В отличие от «варварских» государств Западной Европы, которые в своем
становлении унаследовали многие государственные и правовые традиции
античности, Восточная Европа оказалась вне ее рамок. Этим, по-видимому,
можно объяснить сравнительно медленные темпы вызревания государственных
институтов, их архаичность и своеобразие. В частности, многие
исследователи связывают с правящей варяжской династией такую особенность
Древнерусского государства, как лиственичный порядок престолонаследия. Он,
в свою очередь, отражал взгляд на Древнерусское государство как на
коллективную родовую собственность князей-завоевателей. Этот момент
достаточно четко прослеживается в политической истории.

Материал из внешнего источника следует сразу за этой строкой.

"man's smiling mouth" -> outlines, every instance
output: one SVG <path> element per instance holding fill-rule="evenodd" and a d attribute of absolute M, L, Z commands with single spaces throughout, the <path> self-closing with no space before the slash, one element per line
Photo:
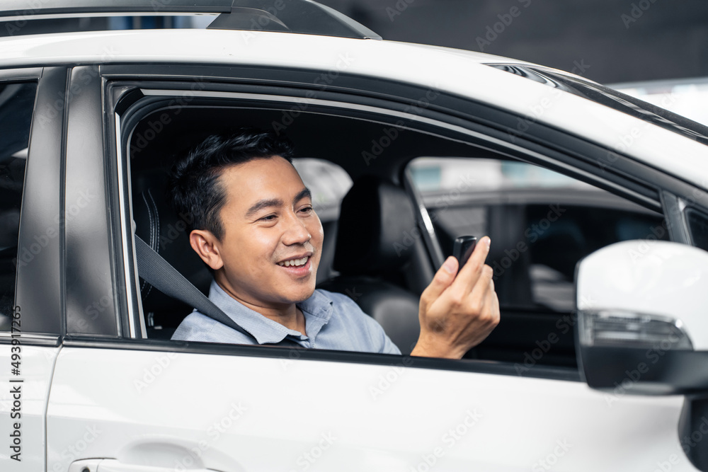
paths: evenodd
<path fill-rule="evenodd" d="M 288 259 L 287 260 L 282 261 L 278 263 L 278 265 L 284 267 L 302 267 L 307 263 L 307 260 L 310 258 L 309 255 L 306 255 L 303 258 L 299 258 L 297 259 Z"/>

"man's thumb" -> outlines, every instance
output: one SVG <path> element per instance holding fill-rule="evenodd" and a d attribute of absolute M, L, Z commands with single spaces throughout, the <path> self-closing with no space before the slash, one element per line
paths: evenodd
<path fill-rule="evenodd" d="M 426 289 L 426 294 L 430 299 L 435 300 L 442 292 L 450 287 L 450 284 L 455 280 L 455 276 L 457 273 L 457 259 L 453 256 L 447 258 L 440 268 L 435 272 L 435 276 L 433 277 L 433 282 Z"/>

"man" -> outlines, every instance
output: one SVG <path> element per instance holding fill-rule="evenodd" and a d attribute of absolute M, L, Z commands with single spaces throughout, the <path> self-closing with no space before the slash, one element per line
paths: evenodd
<path fill-rule="evenodd" d="M 172 202 L 193 217 L 190 243 L 214 274 L 209 298 L 252 337 L 195 311 L 172 339 L 400 354 L 348 297 L 315 289 L 322 225 L 292 154 L 272 132 L 242 129 L 175 164 Z M 453 257 L 435 274 L 411 355 L 459 359 L 499 322 L 489 249 L 483 238 L 459 275 Z"/>

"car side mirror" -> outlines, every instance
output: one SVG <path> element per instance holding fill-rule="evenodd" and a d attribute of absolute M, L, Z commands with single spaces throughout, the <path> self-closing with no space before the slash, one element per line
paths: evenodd
<path fill-rule="evenodd" d="M 685 395 L 679 437 L 702 434 L 708 425 L 708 252 L 629 241 L 590 254 L 576 272 L 581 376 L 605 391 Z M 708 471 L 708 444 L 684 451 Z"/>

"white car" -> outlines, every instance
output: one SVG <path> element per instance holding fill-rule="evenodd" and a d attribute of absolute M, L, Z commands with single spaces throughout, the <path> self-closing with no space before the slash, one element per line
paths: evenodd
<path fill-rule="evenodd" d="M 314 2 L 107 3 L 0 5 L 4 472 L 708 470 L 708 129 Z M 223 29 L 23 33 L 178 13 Z M 244 125 L 304 158 L 320 287 L 406 354 L 489 234 L 497 329 L 461 360 L 170 340 L 192 307 L 136 235 L 206 289 L 165 173 Z"/>

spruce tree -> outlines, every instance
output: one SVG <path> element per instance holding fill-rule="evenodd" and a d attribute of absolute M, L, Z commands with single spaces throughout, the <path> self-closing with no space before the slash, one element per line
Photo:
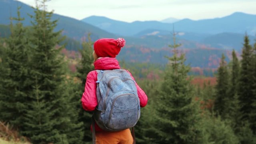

Родственник Рюрика князь Олег (сын Рюрика Игорь, согласно летописи,
был малолетним к моменту смерти отца) начал подчинение восточнославянских
племен за пределами Новгородской земли. В 882 г. (эта дата условна, как и
большинство летописных дат IX — X вв., ибо они не восходят к погодным
записям современника, а являются результатом хронологических выкладок
летописцев XI — XII вв.) он с дружиной отправился на юг и подошел к Киеву,
где княжили Аскольд и Дир. Согласно «Повести временных лет», они были
«мужами» Рюрика, освободившими землю полян от дани хазарам и захватившими
Киев. Существует гипотеза, основанная на позднейших летописных текстах,
что они были не варягами, а потомками Кия. Олег хитростью выманил их из
города, убил и захватил Киев, сделав его своей столицей. Согласно
летописи, он назвал Киев «мати градом руським». Как бы то ни было, в этой
истории достаточно отчетливо отражен факт противостояния к концу IX в.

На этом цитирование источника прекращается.